Slovak and Czech Repertoire

The development of the Slovak opera theatre has not been long, but over the past 100 years of its existence it gained a remarkable character through its intensity and dynamic. The activities in this field took place on two levels: interpretation and composition. In both cases, the Slovak National Theatre played the key role. Building of the professional interpretation level arose from the Czech and world repertoire by staging Italian, French and Russian operas and focusing on the development of the original Slovak opera. This interpretation trend is clear throughout the history of the Slovak opera theatre.
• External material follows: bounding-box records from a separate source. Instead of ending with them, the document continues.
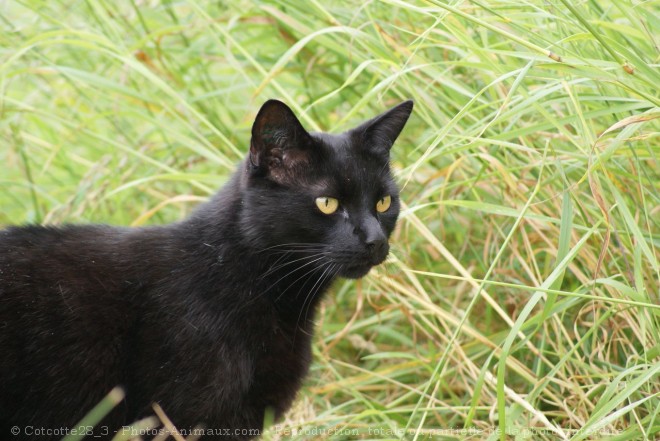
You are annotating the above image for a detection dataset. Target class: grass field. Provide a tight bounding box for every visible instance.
[0,0,660,440]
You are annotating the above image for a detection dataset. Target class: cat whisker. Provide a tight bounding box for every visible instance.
[259,253,325,279]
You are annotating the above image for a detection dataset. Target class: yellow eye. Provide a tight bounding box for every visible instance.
[376,196,392,213]
[316,197,339,214]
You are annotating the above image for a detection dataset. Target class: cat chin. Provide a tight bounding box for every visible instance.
[338,264,374,279]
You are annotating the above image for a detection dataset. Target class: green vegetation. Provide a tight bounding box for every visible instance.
[0,0,660,440]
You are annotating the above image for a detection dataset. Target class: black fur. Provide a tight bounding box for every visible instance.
[0,100,412,440]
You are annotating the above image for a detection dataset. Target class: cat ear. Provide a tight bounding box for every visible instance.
[250,100,312,178]
[353,100,413,157]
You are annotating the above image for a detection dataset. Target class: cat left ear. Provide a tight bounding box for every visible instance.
[353,100,413,157]
[250,100,312,180]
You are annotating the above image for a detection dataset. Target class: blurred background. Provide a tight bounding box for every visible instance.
[0,0,660,440]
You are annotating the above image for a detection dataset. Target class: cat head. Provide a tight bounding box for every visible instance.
[241,100,413,278]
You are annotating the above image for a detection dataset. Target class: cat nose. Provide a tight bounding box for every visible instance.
[366,236,390,263]
[364,223,390,263]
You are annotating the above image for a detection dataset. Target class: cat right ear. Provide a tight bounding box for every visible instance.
[250,100,312,182]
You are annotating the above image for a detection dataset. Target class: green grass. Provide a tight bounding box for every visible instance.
[0,0,660,440]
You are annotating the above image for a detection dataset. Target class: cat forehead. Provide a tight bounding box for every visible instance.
[310,133,394,194]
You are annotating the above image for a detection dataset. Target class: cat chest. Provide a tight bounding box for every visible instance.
[250,326,311,415]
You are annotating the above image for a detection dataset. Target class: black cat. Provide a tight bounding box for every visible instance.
[0,100,413,440]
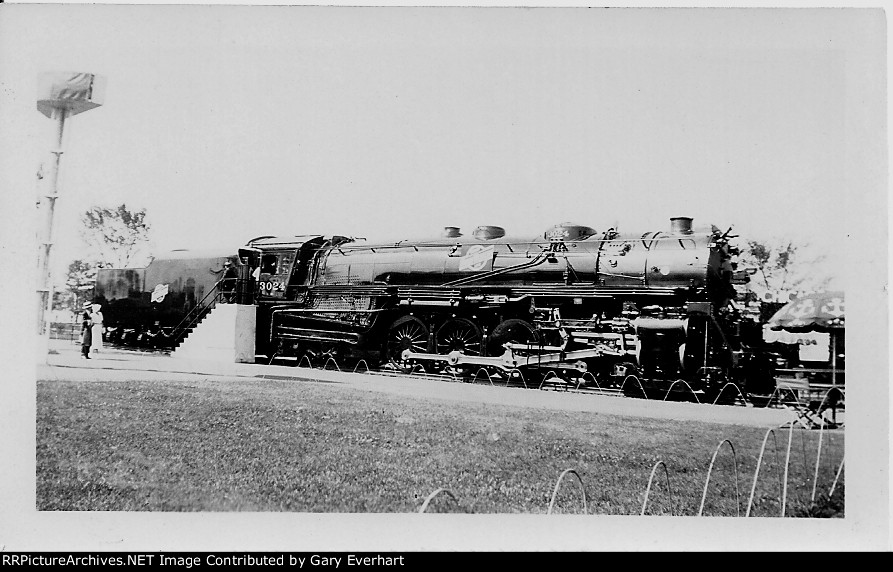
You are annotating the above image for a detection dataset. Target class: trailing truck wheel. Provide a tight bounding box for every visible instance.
[614,362,648,399]
[385,316,428,372]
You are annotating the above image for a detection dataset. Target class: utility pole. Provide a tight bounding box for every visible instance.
[37,72,105,356]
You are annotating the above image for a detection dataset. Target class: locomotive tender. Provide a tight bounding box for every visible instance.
[96,217,766,397]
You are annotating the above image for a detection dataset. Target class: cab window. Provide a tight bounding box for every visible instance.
[260,254,279,274]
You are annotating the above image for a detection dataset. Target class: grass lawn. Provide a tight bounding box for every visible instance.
[37,378,844,517]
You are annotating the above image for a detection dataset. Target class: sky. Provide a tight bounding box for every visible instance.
[0,4,890,549]
[0,5,879,294]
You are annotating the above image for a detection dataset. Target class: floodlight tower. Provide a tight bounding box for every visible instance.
[37,72,105,348]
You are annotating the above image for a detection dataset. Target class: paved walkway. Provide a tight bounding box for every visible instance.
[37,340,808,428]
Czech opera heavily influenced the emergence of the Slovak opera theatre. Three Slovak opera houses were opened by three plays of the Czech artists: The Kiss by Bedřich Smetana in the Slovak National Theatre, his Bartered Bride in the State Theatre Košice, and Eva by Josef Bohuslav Foerster in the State Opera in Banská Bystrica. Since the 1920s, the Slovak opera scene initiated the development at the original Slovak works. The first steps included Ján Levoslav Bella’s Wayland the Smith and the first original attempt at national opera Detvan by Viliam Figuš-Bystrý, culminating in the full-fledged The Whirlpool by Eugen Suchoň. His generational contemporary Ján Cikker wrote a wonderful score about the fate of the folk hero Juro Jánošík and set to music Charles Dickens’ story Mister Scrooge. The works of both authors are alive on the stages of the Slovak theatres to this day. Three Slovak opera stages now feature the works of more recent and contemporary composers: The Feast by Juraj Beneš and Dorian Gray by Ľubica Čekovská strongly resonated in the Slovak National Theatre. The alternative opera scene is being successfully represented by Slavo Solovic and his Cirrostratus or Coma by Martin Burlas.

World Repertoire

Russian opera traditionally occupied a strong position in the Slovak opera life, particularly Pyotr Ilyich Tchaikovsky’s Eugene Onegin that essentially never left our opera stage since 1920. Italian opera has been the most popular part of the opera repertoire among our audiences as well as in the world, particularly the works of Giuseppe Verdi and Giacomo Puccini. The Slovak National Theatre and the State Opera in Banská Bystrica have a long tradition of staging the bel canto style operas of Gioacchino Rossini and Gaetano Donizetti. On all three of these stages, operas of Wolfgang Amadeus Mozart are a fixture. Charles Gounod and particularly his most important opera Faust and Marguerite became a series of staging milestones in the history of the Slovak opera theatre. Almost every production was a significant theatrical eyent. Starting with the first plays of directors Josef Peršl and Viktor Šulc in the early days at the Slovak National Theatre, through the expressionist mood of the Košice production directed by Kornel Hájek, the ground-breaking and for many shocking play of Jozef Bednárik, to the last version – in the philosophical introverted execution by the Lithuanian Gintaras Varnas in the Slovak National Theatre.